“I believe in remembering people for who they were. And Traywick was the used-car salesman of the biohack world,” said the Australian biohacker Meow-Ludo Disco Gamma Meow-Meow. Traywick, Meow-Meow said, was dangerous, but in his death many have softened their stance. “I think a lot of people were like, ‘Now he’s dead let’s just remember him for his mission rather than his actions.’”
Before Traywick, most of the world left biohackers alone to tinker in their garages and basement. Few people even knew the community existed. But Traywick’s actions—grand public performances of DIY science to which he always invited the media—drew attention from press, regulators, and all manner of critics. Shortly after he live streamed on Facebook a live trial of a gene therapy intended to cure HIV, the FDA issued a stern warning to biohackers in America. Undertaking DIY gene therapy, the agency said, is ill-advised and risky, and selling the supplies to do it is blatantly against the law. A few months later, Eleonore Pauwels, a bioethicist at the Wilson Center, wrote in Scientific American that such extreme DIY demonstrations moving out of the shadows was a dangerous trend. Traywick’s death was big news, in part, because he made biohacking big news.
“He got what he wanted,” his mother, Rita Traywick, told me from her Alabama home the day before her son’s funeral. “The notoriety. He made it.”

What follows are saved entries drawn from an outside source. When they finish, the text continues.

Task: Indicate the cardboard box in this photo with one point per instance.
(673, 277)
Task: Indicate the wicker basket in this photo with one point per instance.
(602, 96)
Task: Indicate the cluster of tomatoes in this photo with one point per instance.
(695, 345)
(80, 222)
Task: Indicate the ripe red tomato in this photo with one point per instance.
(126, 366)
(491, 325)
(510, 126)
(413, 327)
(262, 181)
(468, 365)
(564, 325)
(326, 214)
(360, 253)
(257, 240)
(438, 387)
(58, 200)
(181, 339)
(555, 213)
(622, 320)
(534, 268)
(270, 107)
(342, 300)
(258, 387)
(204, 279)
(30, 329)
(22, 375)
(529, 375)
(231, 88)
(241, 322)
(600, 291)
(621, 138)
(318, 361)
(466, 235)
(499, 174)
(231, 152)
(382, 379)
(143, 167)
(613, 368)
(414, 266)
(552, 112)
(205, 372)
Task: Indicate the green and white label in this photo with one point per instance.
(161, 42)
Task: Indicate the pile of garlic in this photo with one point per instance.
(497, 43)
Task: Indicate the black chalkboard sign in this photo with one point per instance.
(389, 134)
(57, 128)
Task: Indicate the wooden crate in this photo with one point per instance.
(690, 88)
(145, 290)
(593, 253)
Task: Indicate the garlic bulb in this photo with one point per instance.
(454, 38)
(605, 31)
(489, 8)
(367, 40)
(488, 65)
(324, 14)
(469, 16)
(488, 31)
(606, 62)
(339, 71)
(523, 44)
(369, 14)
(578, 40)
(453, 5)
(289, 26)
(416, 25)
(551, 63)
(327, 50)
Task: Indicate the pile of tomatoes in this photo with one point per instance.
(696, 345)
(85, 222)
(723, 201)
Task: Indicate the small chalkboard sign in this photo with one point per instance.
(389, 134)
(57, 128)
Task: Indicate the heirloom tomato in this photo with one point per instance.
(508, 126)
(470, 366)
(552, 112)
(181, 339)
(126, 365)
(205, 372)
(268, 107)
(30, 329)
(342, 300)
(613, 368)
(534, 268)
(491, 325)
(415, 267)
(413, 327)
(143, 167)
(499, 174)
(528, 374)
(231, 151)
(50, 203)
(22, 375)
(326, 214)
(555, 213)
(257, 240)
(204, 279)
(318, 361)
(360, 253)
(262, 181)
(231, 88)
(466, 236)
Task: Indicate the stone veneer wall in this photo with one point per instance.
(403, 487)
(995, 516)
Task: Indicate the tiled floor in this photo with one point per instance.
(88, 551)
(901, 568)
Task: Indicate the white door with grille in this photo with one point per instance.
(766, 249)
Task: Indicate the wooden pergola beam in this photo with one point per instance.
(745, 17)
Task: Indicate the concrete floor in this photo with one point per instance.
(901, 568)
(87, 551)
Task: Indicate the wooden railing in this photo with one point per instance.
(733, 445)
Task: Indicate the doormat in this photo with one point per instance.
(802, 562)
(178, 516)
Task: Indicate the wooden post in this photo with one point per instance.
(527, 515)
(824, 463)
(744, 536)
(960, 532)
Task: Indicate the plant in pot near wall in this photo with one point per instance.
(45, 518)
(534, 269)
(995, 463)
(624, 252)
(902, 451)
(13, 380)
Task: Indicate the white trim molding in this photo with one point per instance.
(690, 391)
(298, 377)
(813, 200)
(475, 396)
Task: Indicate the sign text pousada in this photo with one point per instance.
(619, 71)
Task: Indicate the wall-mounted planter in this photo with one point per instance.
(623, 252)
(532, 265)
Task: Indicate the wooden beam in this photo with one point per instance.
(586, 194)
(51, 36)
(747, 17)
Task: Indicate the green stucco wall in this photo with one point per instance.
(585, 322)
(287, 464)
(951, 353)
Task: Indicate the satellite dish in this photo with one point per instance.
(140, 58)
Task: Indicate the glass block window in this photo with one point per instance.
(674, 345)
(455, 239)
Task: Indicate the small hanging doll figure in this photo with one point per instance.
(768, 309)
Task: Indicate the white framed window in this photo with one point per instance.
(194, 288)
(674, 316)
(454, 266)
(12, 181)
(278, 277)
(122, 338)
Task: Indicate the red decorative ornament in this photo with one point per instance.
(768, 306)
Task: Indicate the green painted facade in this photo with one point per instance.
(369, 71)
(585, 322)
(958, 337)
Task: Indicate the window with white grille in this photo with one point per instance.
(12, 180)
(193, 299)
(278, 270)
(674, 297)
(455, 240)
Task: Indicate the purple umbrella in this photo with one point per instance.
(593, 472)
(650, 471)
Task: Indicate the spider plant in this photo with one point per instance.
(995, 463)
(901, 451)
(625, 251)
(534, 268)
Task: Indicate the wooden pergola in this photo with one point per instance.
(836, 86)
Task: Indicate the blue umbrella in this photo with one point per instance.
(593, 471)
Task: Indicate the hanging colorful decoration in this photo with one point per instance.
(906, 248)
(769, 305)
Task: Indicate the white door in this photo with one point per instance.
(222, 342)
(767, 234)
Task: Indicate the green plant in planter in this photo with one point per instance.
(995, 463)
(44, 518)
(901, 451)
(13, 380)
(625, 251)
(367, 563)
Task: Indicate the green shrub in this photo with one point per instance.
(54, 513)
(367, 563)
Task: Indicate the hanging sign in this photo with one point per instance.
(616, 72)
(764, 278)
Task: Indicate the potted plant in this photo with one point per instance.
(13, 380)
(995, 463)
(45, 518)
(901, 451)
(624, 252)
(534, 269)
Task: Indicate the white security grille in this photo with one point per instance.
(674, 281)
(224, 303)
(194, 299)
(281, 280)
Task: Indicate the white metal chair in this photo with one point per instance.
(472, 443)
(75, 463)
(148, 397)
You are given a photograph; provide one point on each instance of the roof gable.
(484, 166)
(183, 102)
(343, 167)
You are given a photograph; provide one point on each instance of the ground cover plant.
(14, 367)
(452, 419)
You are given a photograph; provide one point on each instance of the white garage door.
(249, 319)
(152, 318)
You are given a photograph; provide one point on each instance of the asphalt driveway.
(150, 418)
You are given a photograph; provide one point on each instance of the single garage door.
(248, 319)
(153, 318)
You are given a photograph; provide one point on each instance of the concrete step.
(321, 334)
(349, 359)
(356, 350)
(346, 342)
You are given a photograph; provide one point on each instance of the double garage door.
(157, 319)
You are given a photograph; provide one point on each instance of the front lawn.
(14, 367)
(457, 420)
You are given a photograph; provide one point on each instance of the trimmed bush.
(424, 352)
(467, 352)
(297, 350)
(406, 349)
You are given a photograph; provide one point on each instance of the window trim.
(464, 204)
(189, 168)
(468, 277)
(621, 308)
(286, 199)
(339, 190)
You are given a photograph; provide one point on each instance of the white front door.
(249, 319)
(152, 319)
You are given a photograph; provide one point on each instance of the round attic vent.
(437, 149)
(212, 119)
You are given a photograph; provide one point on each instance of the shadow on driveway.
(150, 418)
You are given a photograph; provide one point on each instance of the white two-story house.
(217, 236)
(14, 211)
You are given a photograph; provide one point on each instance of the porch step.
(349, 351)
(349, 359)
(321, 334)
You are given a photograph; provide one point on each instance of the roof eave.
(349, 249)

As much as others may want to discount Traywick as nothing more than a well-spoken showman, Zayner told me, he forced a reckoning in the biohacking world around what should be permissible. For Zayner, more than any other perhaps, that reckoning was extreme. Zayner himself was highly criticized for his own public DIY experiments, though somewhat less than Traywick was. Zayner was once a NASA scientist and holds a Ph.D., while Traywick came from a background in marketing, public relations, and community engagement. But Zayner says Traywick’s antics are the reason he gave up such public demonstrations, and began to advocate for more safety and caution in DIY lab spaces.

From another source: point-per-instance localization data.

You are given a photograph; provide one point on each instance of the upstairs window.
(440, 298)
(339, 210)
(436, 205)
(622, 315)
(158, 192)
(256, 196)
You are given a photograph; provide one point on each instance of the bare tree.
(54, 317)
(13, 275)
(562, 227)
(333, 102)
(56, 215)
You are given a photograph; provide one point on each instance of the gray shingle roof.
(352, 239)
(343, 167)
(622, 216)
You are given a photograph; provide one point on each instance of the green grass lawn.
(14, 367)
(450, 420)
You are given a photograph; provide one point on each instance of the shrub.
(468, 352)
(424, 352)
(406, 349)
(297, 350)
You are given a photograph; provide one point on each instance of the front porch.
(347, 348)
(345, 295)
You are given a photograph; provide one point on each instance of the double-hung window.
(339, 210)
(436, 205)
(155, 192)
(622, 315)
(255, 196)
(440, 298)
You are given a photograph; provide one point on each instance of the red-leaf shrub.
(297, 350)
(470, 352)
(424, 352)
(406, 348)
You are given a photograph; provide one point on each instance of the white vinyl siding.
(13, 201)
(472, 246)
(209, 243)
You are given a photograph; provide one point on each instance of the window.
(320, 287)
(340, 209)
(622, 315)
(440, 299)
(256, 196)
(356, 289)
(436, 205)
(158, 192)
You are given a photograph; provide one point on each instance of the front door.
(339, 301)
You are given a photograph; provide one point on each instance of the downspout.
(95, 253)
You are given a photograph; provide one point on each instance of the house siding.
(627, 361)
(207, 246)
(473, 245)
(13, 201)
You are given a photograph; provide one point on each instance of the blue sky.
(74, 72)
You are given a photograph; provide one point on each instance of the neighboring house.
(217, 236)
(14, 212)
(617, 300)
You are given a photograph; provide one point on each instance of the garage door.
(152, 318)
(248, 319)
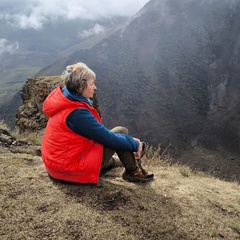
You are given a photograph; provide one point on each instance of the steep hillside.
(171, 74)
(34, 49)
(178, 205)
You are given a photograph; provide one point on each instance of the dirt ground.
(178, 204)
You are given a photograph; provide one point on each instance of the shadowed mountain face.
(171, 73)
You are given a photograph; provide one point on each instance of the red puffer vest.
(67, 155)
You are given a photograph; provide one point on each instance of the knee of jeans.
(120, 129)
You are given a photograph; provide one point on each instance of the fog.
(36, 13)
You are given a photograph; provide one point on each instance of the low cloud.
(97, 29)
(8, 47)
(35, 13)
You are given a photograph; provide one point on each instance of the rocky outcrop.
(30, 116)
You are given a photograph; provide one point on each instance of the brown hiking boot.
(139, 175)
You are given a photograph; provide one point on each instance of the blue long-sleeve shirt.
(82, 122)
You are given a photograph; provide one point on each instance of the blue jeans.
(126, 157)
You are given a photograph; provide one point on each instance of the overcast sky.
(35, 13)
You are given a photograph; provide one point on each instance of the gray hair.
(75, 77)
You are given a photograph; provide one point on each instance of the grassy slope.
(178, 204)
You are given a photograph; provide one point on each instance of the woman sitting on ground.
(76, 145)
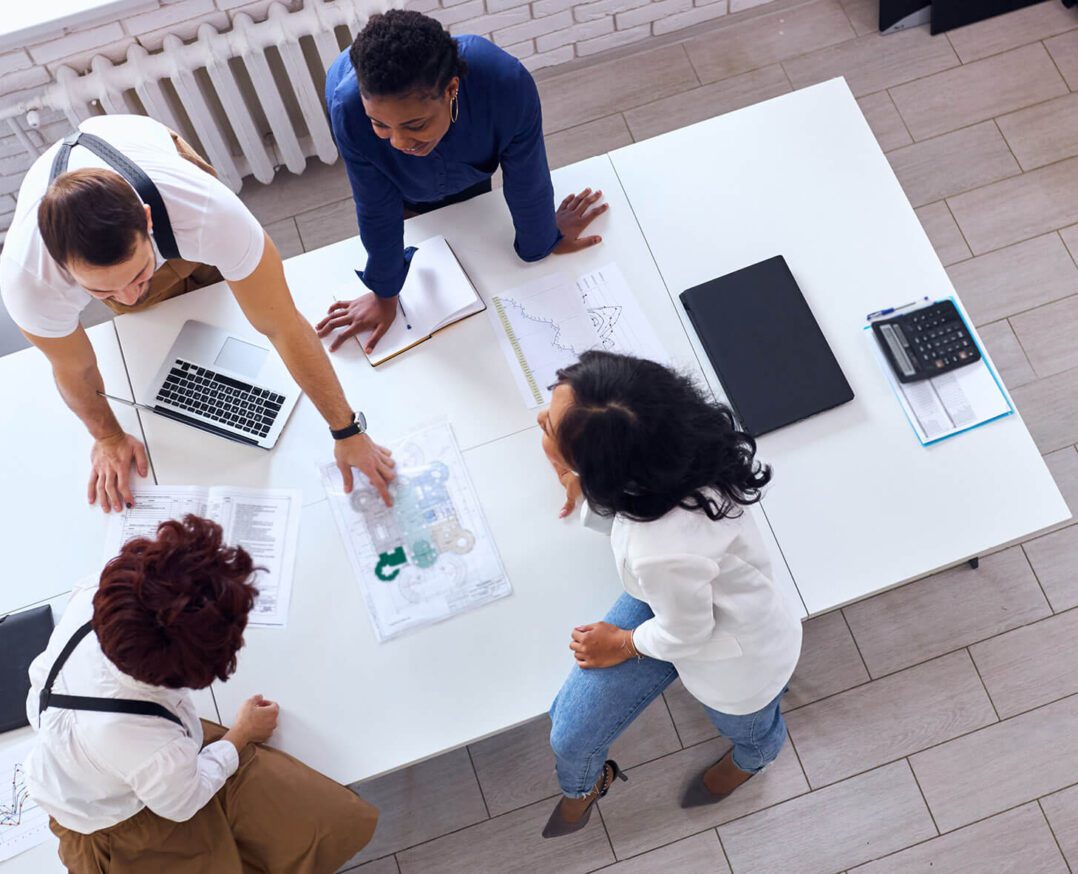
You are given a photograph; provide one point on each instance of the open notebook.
(436, 294)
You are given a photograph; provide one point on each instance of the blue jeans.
(596, 705)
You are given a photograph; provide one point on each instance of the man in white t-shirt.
(90, 235)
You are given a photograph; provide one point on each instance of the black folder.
(765, 346)
(23, 638)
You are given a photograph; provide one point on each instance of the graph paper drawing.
(23, 824)
(546, 325)
(430, 555)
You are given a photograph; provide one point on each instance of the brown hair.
(171, 611)
(92, 216)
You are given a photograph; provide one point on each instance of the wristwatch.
(358, 427)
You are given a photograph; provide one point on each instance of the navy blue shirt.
(500, 122)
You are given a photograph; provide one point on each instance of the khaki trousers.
(176, 276)
(273, 815)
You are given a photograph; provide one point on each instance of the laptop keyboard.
(220, 398)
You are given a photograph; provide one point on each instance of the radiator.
(250, 97)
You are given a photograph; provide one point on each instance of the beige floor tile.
(645, 813)
(286, 237)
(511, 844)
(768, 39)
(874, 61)
(706, 101)
(943, 233)
(409, 815)
(1049, 333)
(586, 140)
(884, 120)
(595, 92)
(945, 611)
(1007, 354)
(888, 719)
(516, 767)
(328, 224)
(1064, 52)
(1031, 666)
(1016, 278)
(1062, 813)
(1013, 843)
(1000, 766)
(290, 194)
(953, 163)
(1019, 208)
(847, 823)
(864, 15)
(1054, 559)
(976, 92)
(1017, 28)
(702, 854)
(1070, 238)
(1042, 134)
(1050, 410)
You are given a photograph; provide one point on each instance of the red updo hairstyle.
(171, 611)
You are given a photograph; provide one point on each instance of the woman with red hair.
(129, 776)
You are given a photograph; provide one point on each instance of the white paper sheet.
(264, 522)
(431, 555)
(544, 325)
(23, 824)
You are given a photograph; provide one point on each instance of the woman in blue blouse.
(423, 120)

“Looking at my actions in the past, which unfortunately did include a public injection in a semi-ridiculous manner, I want to apologize, in that I could have inspired people to think I was doing things on a whim when I was not,” Zayner wrote in a mea culpa of sorts after Traywick’s big stunt.

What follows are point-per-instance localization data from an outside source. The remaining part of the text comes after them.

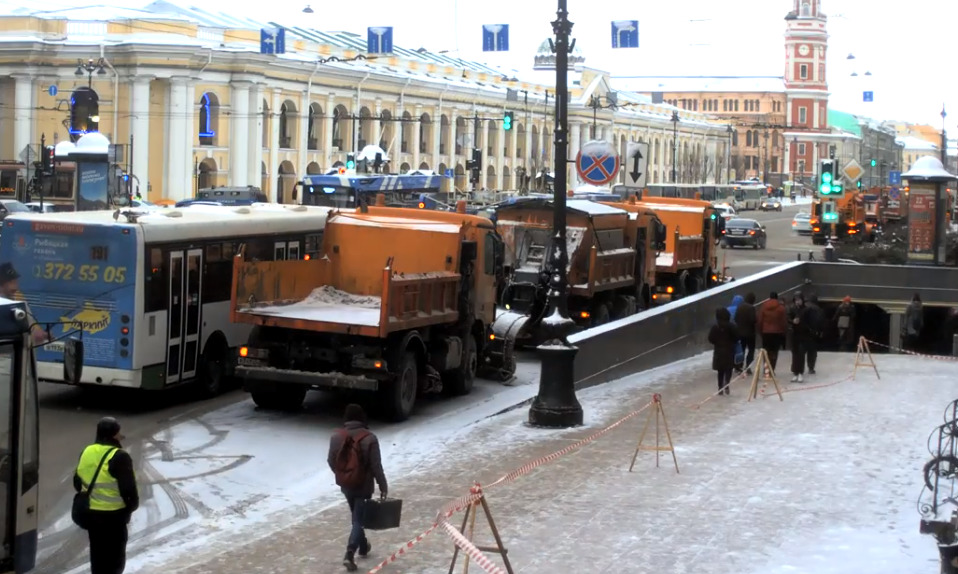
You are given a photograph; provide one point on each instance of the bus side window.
(155, 285)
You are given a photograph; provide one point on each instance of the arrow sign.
(637, 162)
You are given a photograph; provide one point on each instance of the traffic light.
(826, 177)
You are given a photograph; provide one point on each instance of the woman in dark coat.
(723, 336)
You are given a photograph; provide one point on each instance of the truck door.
(185, 313)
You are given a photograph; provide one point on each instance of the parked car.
(802, 223)
(744, 232)
(771, 204)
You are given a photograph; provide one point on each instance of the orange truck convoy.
(404, 302)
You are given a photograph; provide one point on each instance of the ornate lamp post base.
(556, 405)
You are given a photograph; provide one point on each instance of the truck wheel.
(400, 396)
(285, 399)
(459, 381)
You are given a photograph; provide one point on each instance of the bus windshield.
(82, 275)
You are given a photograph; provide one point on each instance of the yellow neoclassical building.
(190, 102)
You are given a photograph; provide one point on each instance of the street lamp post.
(556, 405)
(675, 143)
(90, 67)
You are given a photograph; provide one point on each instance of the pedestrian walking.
(813, 319)
(914, 322)
(745, 322)
(772, 324)
(844, 320)
(797, 330)
(113, 496)
(739, 356)
(356, 461)
(724, 337)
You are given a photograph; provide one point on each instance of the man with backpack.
(355, 460)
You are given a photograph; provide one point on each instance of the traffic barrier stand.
(863, 352)
(470, 518)
(761, 365)
(658, 414)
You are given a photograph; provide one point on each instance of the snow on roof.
(197, 222)
(649, 84)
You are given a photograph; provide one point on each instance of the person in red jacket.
(772, 324)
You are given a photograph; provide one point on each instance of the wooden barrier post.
(863, 352)
(761, 364)
(470, 518)
(658, 414)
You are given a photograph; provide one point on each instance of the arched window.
(84, 113)
(208, 113)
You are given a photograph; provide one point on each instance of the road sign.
(597, 162)
(272, 41)
(495, 38)
(853, 171)
(379, 39)
(636, 164)
(625, 33)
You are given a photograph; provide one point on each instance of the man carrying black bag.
(355, 459)
(106, 497)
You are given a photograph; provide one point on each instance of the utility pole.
(556, 405)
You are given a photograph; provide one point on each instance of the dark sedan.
(744, 232)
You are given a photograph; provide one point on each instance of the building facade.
(191, 103)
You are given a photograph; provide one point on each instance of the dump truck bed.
(377, 275)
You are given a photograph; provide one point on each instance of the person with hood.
(844, 320)
(113, 496)
(724, 337)
(797, 330)
(745, 320)
(772, 324)
(356, 440)
(914, 322)
(739, 355)
(814, 320)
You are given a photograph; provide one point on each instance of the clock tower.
(806, 90)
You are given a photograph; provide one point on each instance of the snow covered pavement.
(824, 482)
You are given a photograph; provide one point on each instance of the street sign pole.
(555, 405)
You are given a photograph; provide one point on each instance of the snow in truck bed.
(329, 305)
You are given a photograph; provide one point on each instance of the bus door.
(186, 288)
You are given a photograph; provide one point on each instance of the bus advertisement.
(82, 276)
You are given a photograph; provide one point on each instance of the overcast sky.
(908, 47)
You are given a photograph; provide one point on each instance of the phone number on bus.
(86, 273)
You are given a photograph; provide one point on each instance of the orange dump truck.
(401, 303)
(687, 264)
(605, 269)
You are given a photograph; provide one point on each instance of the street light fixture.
(90, 67)
(675, 144)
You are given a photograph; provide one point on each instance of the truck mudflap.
(253, 376)
(499, 359)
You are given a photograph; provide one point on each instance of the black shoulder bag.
(81, 500)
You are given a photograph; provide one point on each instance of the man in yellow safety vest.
(113, 497)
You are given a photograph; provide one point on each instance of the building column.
(416, 126)
(273, 167)
(140, 129)
(239, 175)
(24, 103)
(254, 168)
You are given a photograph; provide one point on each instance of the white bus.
(151, 293)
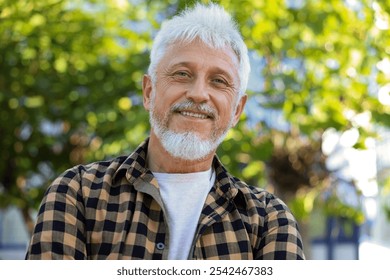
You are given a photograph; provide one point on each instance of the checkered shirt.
(113, 210)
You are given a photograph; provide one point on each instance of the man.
(172, 198)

Zayner told me that while Traywick looked up to scientists of the past who submitted themselves to experimentation, most of those scientists tested their experiments extensively before moving into people. And some of those scientists still died.
Traywick, Zayner said, highlighted the weaknesses of the DIY bio community.
“We need to figure out better ways to do this because you can’t just keep injecting yourself with shit,” he said.
Currently, Zayner’s company, The Odin, which sells DIY bio supplies, is working on creating DIY experiment kits made for use with frogs, so that people can practice science more safely, and not move straight to experimenting on themselves.